A new study from Denmark conducted over a 16-year period shows a 30% reduction in the 1-year mortality rate following percutaneous coronary intervention (PCI) for ST-segment elevation myocardial infarction (STEMI). The results may be due to adoption of optimal early management of patients, including reductions in time delays and uptake of guideline-directed treatments, researchers say.
Denmark, a country with a PCI-based strategy and fast uptake of guideline-recommended therapy, is ideal for studying changes in STEMI mortality.
The study, which used linked registries, included 19,613 patients, median age 64 years and almost 75% male, receiving first time treatment with PCI for STEMI from 2003-2018.
Researchers divided patients into four groups according to the year of PCI.
They compared mortality in these patients with age- and sex-matched individuals (1:5 ratio) without a history of MI, PCI, or coronary artery bypass grafting (CABG) from the western Denmark general population.
The study outcome was all-cause mortality at 1 year, 0 to 30 days, and 31 to 365 days.
From 2003 to 2018, 1-year mortality gradually decreased in PCI-treated patients with STEMI, from 10.8% in 2003-2006, to 10.4% in 2007-2010, 9.1% in 2011-2014, and 7.7% in 2015-2018. After adjustment for confounders, this corresponded to a relative risk reduction of 29% (adjusted hazard ratio, 0.71; 95% CI, 0.62 – 0.82).
The largest absolute decline in mortality was between 0 and 30 days after PCI: 2.3% compared with 1.0% in the 31- to 365-day period.
The improvement in cardiovascular prognosis coincided with optimization of prehospital triage, increased use of secondary preventative treatments, and changes in the PCI procedure, including implantation of newer-generation drug-eluting stents (DES).
While mortality was reduced by 0.7% in the matched general population (decreasing from 3.2% in 2003-2006 to 2.5% in 2015-2018), the absolute mortality decline in patients with STEMI was about 4.5-fold as large.

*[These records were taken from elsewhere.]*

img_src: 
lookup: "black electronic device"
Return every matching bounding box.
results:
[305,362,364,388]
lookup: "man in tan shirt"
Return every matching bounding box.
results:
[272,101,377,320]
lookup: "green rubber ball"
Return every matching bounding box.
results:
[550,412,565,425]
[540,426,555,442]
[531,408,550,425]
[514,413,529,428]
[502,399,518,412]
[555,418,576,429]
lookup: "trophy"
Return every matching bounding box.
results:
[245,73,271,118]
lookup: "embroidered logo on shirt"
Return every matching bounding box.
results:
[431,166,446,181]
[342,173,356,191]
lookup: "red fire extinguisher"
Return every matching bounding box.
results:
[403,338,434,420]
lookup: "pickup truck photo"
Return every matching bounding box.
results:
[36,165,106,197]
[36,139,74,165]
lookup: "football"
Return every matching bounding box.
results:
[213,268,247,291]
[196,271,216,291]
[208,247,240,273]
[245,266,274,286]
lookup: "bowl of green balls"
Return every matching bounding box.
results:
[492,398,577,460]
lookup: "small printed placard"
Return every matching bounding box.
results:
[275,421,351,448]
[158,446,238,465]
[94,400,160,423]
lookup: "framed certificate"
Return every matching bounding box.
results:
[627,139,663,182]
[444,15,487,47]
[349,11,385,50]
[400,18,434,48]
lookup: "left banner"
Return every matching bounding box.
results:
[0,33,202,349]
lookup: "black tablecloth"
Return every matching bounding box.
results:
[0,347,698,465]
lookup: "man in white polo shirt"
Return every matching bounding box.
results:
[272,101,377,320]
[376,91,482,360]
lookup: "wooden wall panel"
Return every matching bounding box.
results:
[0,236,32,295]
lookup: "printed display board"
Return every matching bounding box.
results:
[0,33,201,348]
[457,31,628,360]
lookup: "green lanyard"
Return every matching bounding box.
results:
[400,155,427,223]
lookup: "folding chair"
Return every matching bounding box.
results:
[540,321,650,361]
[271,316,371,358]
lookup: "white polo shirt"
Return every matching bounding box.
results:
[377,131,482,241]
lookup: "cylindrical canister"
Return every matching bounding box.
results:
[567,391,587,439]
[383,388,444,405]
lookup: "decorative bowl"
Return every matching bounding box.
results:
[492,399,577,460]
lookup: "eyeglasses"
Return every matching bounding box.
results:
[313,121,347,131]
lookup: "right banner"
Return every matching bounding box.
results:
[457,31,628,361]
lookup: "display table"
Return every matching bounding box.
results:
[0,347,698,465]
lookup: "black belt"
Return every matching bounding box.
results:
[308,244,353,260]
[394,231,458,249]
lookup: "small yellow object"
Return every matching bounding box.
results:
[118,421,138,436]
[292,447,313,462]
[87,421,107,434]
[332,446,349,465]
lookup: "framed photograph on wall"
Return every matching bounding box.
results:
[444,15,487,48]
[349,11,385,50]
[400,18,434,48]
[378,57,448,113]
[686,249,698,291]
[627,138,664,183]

The results indicate optimization of early management of PCI-treated patients with STEMI “offers great opportunities for improving overall survival in contemporary clinical practice,” write the authors.
In an accompanying editorial, Timothy D. Henry, MD, from the Lindner Center for Research and Education, The Christ Hospital Health Network, Cincinnati, Ohio, and colleagues, said the findings “are certainly encouraging,” but noted the study may not be applicable to other health systems and patients. For example, it only included patients presenting with their first STEMI, so it’s unknown how mortality rates might be affected by the inclusion of “less frequent, but often catastrophic, presentations of STEMI.”
The study was conducted by Pernille Gro Thrane, MD, Department of Cardiology, Aarhus University Hospital, Aarhus, Denmark, and colleagues. It was published online in the September 2023 issue of the Journal of the American College of Cardiology.
The study was observational, which precludes conclusions on causal relationships. Data on prehospital delays were available only for the last part of the study period. Out-of-hospital cardiac arrest was not explicitly registered in the database but was included as a composite measure of “critical preoperative condition.” However, this variable did display an overall stable trend.
The study was supported by the Aase and Ejnar Danielsen Foundation. Thrane and Henry report no relevant financial relationships; for disclosures of other authors, see the study and the editorial.